Ninkendo dot org
Witty title.
Gnome-Do Development
After continual attempts from Jorge to persuade me to get off my ass and start contributing, I finally decided to help him out and write a Launchpad plugin for gnome-do. He put a spec together on the Ubuntu wiki and I started developing off it.
The whole experience has been delightful. Most of the gnome-do development is aggregated by launchpad (The project page for gnome-do is here), which is what mirrors all the contributed branches, stores all the bug reports, keeps blueprints on file... pretty much everything you need to manage an open source project. It's very well integrated into bzr as well, which is a fine version control system, and project management integration is something missing from my more preferred VCS, git.
That point bears repeating: It's good to have a quality project management site along with distributed version control. I'm beginning to think that it's the best way to do DVC: the whole point of which is for each contributor to have his or her own branch, and pushing and pulling, rather than checking into a master tree, is the way to share code. It seems so obvious, but without a heavyweight repository site like Launchpad, the process of finding other branches and developers is much more difficult, and the very purpose of distributed development is made less effective. If anyone knows of a similar system for git, I'd like to know it. Yes, git.kernel.org has a lot of code branches, but it's nowhere near as simple to find and associate contributors to projects and see at a glance what contributors are doing.
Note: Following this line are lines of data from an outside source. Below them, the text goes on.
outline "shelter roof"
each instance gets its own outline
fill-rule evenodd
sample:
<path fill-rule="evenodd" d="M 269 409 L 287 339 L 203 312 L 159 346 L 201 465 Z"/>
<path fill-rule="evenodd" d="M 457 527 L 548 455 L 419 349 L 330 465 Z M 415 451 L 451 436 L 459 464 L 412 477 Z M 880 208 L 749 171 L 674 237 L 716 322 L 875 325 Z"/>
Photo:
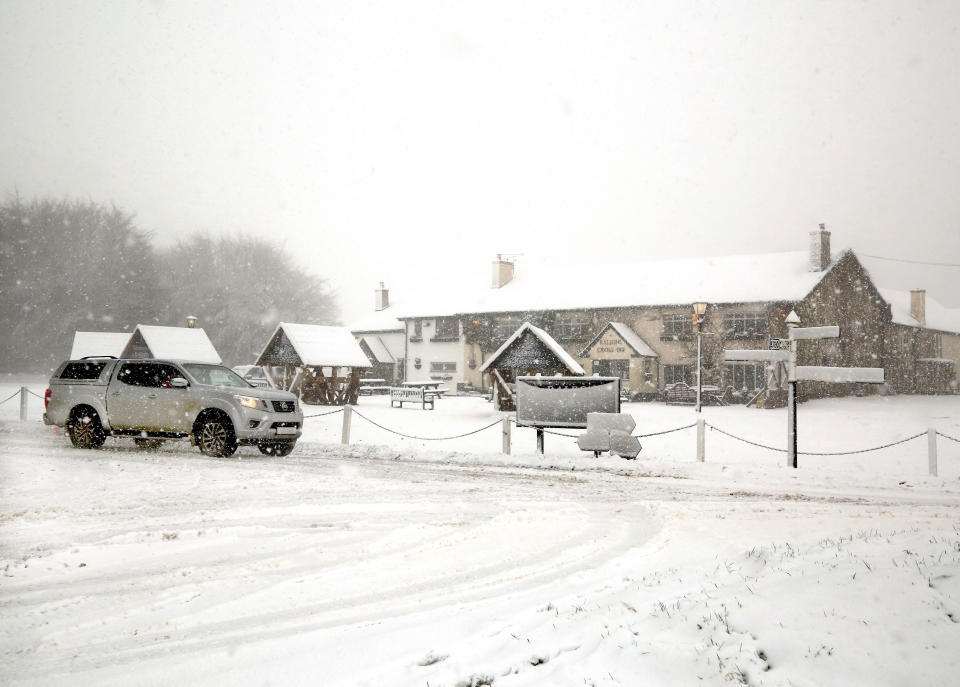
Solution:
<path fill-rule="evenodd" d="M 374 334 L 367 334 L 361 339 L 367 347 L 370 349 L 370 352 L 373 354 L 373 357 L 378 363 L 393 363 L 396 362 L 393 356 L 390 354 L 390 351 L 387 349 L 386 344 L 383 343 L 383 339 Z"/>
<path fill-rule="evenodd" d="M 404 331 L 403 322 L 397 319 L 397 309 L 393 306 L 364 315 L 350 322 L 347 328 L 354 333 Z"/>
<path fill-rule="evenodd" d="M 119 358 L 129 340 L 130 332 L 74 332 L 70 359 L 78 360 L 93 355 Z"/>
<path fill-rule="evenodd" d="M 908 327 L 923 327 L 937 329 L 943 332 L 960 333 L 960 308 L 948 308 L 939 301 L 925 295 L 925 323 L 920 322 L 910 314 L 910 292 L 895 289 L 878 288 L 880 295 L 890 304 L 890 315 L 894 324 Z"/>
<path fill-rule="evenodd" d="M 623 322 L 610 322 L 606 327 L 600 330 L 600 333 L 593 337 L 593 341 L 587 344 L 587 346 L 580 351 L 580 358 L 587 358 L 590 354 L 590 349 L 592 349 L 598 341 L 600 341 L 604 334 L 608 331 L 613 330 L 617 335 L 623 339 L 623 342 L 627 344 L 630 348 L 633 349 L 633 352 L 639 356 L 645 358 L 657 358 L 657 352 L 650 348 L 650 345 L 643 340 L 643 338 L 633 331 L 633 328 L 624 324 Z"/>
<path fill-rule="evenodd" d="M 271 362 L 264 356 L 278 335 L 287 337 L 301 363 L 308 367 L 370 367 L 363 349 L 346 327 L 296 322 L 277 325 L 257 359 L 258 365 Z"/>
<path fill-rule="evenodd" d="M 154 358 L 176 358 L 180 360 L 195 360 L 201 363 L 223 362 L 217 349 L 202 328 L 190 327 L 159 327 L 156 325 L 138 324 L 124 348 L 124 355 L 128 351 L 137 335 L 150 349 Z"/>
<path fill-rule="evenodd" d="M 496 368 L 497 362 L 501 358 L 506 357 L 506 354 L 513 348 L 515 348 L 522 340 L 524 334 L 533 335 L 544 347 L 546 347 L 557 359 L 567 368 L 572 374 L 583 375 L 586 374 L 586 371 L 580 366 L 573 356 L 567 353 L 563 346 L 558 344 L 556 340 L 547 334 L 545 331 L 539 327 L 534 327 L 529 322 L 524 322 L 517 328 L 513 334 L 510 335 L 506 341 L 503 342 L 503 345 L 496 350 L 496 352 L 487 359 L 487 361 L 480 366 L 480 372 L 486 372 L 488 369 Z"/>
And even if gitweb improved, no individual gitweb site has approached the kind of center of gravity of something like launchpad.
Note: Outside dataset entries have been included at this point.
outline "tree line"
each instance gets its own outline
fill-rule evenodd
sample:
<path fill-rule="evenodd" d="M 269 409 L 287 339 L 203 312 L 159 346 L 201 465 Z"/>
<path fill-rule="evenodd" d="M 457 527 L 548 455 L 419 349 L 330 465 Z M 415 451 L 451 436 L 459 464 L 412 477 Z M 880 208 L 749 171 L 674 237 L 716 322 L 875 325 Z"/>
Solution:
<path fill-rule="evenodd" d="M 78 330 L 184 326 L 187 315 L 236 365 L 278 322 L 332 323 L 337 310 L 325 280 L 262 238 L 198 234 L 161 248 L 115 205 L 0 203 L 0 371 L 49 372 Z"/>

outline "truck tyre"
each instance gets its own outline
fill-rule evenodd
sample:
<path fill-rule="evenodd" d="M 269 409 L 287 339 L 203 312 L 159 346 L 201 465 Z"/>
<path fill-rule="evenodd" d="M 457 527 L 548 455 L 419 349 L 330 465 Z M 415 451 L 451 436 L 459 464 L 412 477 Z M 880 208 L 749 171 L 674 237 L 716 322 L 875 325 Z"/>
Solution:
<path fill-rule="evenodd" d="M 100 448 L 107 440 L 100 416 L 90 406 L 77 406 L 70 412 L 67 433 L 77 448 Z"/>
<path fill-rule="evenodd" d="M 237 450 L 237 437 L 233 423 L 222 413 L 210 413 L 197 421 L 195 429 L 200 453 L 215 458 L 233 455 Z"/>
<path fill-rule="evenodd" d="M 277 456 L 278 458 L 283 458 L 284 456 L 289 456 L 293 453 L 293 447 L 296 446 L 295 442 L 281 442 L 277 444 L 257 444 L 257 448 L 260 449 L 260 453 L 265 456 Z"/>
Tangent aside, the homepage for my plugin branch is here, and from there you can browse the source and track my commits. Gnome-do is written in C#, and is very enjoyable to write plugins for. I spent a day or so learning the architecture (I could've saved time by reading the wiki page), then it only took a few hours to get the plugin into a working state. It really seems like the author (Dave Siegel) knew what he was doing when development started.
The plugin itself contains a handful of useful shortcuts for launchpad navigation, like finding users, tracking bugs buy number, browsing blueprints, and much more.
Here's an obligatory screenshot:
Development's mostly complete except for any bugs I may find, and barring any feature creep I let slip in. :-P
If you want to test it, go ahead and snag my bzr branch with
and compile, install, run. See the documentation for details. This is just a plugins tree, so you need to have gnome-do installed already to run it.
Posted by Ken on February 29, 2008 8:52 PM
Awesome to hear Ken. It's great to see such cool plugins making it into GNOME Do. It just makes it so much more useful.